60th Annual Report on Research 2015

Reaction of bifunctional reagent, alk-3-yn-1-one (propargyl ketone) with unsymmetrically substituted o-phenylenediamines was investigated. At a room temperature the reaction leads to enaminones (3-amino-2-alkenones) with high yields, however, formation of two isomers was observed. Thus, so far the reaction did not proceed with regioselectivity expected. However, conditions for successful isolation of a single regioisomer were elaborated. Following, the reaction of single isomer enaminone (3-amino-2-alkenone) containing the unit of unsymmetrical o-phenylenediamine at elevated temperature, in microwave-accelerated conditions, proceeded in ethanol, in the presence of acetic acid, to yield corresponding 1,5-benzodiazepines with good yields. Depends on the character of a substituent in phenylenediamine (electron-withdrawing or electron-donating), one of the amino group reacted faster, and accordingly the position of the substituent was reflected in the product. This combination of non-catalyzed amination reaction with subsequent condensation reaction provides effective access with high atom economy to diverse 2,4-disubstituted 1,5-benzodiazepines. The methodology allows for the introduction of benzyl-type substituents at the C-2 position of benzodiazepine that is not easily carried out by current methods. With a high degree of rearrangement, this reaction provides a convenient and temperature-controlled synthetic method for the synthesis of benzodiazepines with the regioselective positioning of o-phenylenediamine with no need to protect one of the amino functions.

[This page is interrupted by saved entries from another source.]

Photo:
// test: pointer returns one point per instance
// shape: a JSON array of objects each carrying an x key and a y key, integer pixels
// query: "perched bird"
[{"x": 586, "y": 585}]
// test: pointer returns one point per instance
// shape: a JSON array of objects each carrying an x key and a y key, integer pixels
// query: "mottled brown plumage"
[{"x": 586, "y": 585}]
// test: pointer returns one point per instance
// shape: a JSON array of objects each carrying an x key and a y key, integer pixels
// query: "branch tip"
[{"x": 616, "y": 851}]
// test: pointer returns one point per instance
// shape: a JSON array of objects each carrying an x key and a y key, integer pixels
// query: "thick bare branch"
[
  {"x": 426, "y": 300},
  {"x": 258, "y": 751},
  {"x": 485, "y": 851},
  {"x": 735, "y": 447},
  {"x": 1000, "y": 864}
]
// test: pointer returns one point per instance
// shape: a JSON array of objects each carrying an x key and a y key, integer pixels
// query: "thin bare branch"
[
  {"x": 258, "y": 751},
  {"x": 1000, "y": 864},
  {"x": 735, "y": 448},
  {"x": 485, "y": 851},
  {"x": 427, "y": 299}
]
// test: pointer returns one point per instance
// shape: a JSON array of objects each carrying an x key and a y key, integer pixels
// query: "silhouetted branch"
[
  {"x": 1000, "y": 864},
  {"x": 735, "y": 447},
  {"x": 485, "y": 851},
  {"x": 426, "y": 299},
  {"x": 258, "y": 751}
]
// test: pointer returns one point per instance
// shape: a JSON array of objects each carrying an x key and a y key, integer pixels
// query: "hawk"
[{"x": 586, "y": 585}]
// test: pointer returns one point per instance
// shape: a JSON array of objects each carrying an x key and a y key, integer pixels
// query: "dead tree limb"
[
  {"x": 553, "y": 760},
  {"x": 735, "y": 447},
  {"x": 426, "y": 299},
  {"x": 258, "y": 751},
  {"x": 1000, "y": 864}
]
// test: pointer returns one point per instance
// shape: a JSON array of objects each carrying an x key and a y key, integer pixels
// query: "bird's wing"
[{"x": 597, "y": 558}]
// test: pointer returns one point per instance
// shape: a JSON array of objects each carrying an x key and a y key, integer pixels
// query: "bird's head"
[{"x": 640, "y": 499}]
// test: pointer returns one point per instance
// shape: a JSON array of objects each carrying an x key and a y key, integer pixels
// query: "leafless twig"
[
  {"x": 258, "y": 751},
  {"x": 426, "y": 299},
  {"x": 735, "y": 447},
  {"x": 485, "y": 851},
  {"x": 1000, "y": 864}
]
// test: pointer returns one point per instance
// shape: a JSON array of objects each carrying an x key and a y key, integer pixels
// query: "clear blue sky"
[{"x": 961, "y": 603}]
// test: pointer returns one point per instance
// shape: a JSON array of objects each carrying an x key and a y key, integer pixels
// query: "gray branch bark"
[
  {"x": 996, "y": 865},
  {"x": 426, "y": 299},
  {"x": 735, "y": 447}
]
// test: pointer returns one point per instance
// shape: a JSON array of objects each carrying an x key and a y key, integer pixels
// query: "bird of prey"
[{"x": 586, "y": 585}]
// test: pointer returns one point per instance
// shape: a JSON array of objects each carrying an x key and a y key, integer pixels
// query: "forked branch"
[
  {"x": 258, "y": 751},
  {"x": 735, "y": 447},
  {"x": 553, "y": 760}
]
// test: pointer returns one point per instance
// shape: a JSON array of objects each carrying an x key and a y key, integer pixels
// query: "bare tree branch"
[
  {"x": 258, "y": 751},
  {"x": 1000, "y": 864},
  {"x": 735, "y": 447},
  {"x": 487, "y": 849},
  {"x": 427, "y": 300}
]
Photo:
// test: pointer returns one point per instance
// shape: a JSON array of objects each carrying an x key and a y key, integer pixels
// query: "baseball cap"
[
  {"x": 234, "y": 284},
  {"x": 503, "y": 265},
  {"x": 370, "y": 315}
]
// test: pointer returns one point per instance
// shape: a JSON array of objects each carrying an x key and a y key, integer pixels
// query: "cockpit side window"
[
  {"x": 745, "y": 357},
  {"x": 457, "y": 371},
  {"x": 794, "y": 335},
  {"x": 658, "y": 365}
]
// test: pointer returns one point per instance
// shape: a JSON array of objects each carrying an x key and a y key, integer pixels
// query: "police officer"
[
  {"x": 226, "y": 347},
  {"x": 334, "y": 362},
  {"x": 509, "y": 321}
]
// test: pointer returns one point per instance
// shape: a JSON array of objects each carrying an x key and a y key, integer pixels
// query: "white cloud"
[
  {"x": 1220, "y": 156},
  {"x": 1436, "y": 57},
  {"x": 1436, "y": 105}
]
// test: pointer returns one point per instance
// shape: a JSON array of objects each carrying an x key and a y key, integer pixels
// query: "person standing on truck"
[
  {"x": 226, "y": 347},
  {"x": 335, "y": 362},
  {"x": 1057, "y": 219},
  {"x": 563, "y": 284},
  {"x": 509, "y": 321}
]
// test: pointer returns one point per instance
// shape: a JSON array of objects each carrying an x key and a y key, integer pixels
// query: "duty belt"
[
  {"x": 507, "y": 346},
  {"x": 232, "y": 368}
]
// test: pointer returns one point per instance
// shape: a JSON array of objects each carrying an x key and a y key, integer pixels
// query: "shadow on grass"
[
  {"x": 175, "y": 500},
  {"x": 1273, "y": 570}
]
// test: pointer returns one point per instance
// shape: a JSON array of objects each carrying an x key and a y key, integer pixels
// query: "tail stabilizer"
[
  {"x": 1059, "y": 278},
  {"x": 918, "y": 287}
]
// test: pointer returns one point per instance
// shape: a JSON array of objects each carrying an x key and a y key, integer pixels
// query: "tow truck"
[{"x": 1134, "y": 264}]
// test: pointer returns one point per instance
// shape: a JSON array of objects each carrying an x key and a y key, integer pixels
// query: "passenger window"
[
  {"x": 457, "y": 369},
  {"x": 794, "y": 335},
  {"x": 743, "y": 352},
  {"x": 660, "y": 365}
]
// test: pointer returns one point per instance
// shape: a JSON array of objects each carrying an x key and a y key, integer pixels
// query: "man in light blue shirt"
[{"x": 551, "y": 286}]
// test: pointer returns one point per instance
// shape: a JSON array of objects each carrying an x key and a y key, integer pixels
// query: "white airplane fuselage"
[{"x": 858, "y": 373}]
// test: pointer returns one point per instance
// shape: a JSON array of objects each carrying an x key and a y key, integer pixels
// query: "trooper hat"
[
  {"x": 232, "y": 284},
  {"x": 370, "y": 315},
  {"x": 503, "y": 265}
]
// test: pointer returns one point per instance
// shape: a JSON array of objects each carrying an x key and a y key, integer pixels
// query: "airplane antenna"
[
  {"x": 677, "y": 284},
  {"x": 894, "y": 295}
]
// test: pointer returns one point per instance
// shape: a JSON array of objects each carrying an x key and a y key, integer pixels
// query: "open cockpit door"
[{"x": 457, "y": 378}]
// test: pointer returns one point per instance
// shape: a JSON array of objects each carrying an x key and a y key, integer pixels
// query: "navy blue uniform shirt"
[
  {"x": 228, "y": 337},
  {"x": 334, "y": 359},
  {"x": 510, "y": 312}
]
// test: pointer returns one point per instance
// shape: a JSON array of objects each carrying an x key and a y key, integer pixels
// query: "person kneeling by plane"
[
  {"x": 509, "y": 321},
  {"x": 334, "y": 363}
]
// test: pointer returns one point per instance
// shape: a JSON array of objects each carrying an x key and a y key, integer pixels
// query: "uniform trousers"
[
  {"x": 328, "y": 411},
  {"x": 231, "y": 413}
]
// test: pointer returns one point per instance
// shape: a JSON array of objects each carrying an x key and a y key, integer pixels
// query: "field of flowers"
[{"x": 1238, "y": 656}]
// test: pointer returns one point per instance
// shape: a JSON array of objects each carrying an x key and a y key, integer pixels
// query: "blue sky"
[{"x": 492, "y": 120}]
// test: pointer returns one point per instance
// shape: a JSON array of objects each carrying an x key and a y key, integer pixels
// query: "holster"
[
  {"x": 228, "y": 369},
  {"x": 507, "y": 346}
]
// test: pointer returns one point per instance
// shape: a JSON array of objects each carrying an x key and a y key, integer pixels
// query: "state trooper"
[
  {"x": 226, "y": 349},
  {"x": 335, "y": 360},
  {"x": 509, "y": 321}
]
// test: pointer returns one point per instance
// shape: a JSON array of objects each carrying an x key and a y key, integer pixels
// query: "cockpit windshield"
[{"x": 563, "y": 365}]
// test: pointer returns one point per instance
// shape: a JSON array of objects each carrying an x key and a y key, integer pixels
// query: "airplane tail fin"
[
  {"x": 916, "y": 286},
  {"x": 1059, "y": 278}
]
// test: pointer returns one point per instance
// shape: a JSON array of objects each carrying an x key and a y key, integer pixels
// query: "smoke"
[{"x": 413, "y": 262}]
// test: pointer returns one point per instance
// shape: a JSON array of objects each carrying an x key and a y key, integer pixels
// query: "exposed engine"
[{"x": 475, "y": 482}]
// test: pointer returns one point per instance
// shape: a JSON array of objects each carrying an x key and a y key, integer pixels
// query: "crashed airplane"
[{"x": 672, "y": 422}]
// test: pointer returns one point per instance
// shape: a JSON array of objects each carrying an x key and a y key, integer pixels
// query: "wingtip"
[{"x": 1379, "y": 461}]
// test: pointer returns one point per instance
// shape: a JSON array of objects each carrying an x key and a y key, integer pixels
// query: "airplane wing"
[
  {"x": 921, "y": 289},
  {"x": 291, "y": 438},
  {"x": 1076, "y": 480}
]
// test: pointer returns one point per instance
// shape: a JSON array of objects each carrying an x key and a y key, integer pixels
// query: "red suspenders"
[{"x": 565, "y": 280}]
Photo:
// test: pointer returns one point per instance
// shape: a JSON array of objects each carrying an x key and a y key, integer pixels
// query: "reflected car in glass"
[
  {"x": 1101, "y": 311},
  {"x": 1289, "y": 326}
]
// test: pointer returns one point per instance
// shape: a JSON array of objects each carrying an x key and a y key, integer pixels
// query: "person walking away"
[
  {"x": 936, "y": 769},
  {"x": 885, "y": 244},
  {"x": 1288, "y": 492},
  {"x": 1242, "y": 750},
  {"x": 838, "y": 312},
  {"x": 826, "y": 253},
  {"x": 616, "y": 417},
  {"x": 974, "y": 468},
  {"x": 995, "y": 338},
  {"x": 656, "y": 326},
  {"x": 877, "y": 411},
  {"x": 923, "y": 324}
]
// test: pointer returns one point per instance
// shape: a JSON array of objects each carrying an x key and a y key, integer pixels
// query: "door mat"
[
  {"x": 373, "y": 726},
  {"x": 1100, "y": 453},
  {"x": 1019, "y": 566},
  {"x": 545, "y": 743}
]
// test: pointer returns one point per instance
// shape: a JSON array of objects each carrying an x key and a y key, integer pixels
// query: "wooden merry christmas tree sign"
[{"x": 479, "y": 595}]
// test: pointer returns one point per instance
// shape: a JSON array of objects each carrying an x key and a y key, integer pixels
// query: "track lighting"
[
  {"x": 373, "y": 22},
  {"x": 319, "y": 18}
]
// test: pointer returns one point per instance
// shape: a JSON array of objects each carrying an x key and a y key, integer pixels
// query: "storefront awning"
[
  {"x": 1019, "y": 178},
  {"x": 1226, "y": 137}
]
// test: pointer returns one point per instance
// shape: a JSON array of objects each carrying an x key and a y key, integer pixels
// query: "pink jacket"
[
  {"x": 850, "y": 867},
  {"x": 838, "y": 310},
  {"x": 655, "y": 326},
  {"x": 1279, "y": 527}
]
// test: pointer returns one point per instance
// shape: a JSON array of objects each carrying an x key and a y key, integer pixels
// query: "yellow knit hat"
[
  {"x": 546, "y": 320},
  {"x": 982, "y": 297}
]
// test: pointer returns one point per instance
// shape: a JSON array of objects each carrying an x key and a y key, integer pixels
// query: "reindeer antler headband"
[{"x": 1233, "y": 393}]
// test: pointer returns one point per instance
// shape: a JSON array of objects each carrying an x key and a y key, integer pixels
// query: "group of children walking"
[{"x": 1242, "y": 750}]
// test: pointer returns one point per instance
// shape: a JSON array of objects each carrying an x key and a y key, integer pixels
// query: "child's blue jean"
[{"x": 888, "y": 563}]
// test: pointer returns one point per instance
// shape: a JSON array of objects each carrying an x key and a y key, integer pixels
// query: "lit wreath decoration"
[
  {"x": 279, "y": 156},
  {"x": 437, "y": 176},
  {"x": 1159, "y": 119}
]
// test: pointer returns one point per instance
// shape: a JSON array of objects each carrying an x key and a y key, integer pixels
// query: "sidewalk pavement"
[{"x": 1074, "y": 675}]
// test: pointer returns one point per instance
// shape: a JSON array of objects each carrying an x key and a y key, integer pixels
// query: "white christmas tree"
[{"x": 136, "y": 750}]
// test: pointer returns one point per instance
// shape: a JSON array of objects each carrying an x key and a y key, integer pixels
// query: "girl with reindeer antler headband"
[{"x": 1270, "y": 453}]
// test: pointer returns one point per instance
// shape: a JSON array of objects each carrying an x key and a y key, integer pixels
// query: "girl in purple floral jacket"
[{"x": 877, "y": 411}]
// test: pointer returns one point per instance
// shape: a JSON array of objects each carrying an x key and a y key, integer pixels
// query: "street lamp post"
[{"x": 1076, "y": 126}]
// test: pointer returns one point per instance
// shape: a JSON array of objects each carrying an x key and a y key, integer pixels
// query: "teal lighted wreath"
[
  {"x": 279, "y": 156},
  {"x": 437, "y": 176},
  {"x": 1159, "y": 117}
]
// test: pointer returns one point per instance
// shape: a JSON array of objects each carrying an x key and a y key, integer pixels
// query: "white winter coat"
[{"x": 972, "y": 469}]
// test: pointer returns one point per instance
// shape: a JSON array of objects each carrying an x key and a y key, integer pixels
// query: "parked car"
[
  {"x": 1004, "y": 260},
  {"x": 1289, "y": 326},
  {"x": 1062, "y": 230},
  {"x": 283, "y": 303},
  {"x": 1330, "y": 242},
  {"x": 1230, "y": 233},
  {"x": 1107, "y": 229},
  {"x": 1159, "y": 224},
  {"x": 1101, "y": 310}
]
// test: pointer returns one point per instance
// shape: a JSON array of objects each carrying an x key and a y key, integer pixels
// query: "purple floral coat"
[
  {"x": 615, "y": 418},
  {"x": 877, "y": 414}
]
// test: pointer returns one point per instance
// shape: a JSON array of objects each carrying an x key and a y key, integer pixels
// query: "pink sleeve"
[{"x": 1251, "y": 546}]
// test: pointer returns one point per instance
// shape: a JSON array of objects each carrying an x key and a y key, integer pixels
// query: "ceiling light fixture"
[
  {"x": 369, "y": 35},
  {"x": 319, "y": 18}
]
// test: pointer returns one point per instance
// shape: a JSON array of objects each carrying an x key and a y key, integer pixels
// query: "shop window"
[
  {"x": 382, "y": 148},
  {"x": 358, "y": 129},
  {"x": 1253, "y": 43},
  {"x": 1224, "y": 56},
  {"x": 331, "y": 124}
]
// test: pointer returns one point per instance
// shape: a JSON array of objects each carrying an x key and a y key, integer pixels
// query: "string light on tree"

In separate efforts, we were attracted to the synthesis of 3,4,5-substituted triaryl phosphines oxides containing groups that offer a starting point for further synthetic transformations. Our attention focused on the 4-hydroxyphenyl substituent, which can be converted into various ligands including perfluoroalkyl (fluorous) chains. The 3,5-diiodomotif has also been synthetically followed for applications such as the construction of organometallic units. Combining, the synthesis of diversely trisubstituted phosphine oxides containing thyroxine-related 4-hydroxy-3,5-diiodophenyl fragments has been approached. Accordingly (4-hydroxy-3,5-diiodophenyl)diphenylphosphine oxide, bis(4-hydroxy-3,5-diiodophenyl)(phenyl)phosphine oxide, and tris(4-hydroxy-3,5-diiodophenyl)phosphine oxide were obtained via iodination reactions of corresponding mono-, bis-, and tris(4-hydroxyphenyl)phosphine oxides. Single-crystal X-ray diffraction studies showed each homologue forms O-H•••O=P and pi-stacking interactions with neighboring molecules to give inversion related dimeric motifs.

This year three undergraduate students were involved in this project and two enjoyed a summer research opportunity (the third went to Germany for another summer program). All students are remaining in the PI's laboratory, while pursuing their B.S. in Chemistry (ACS accredited).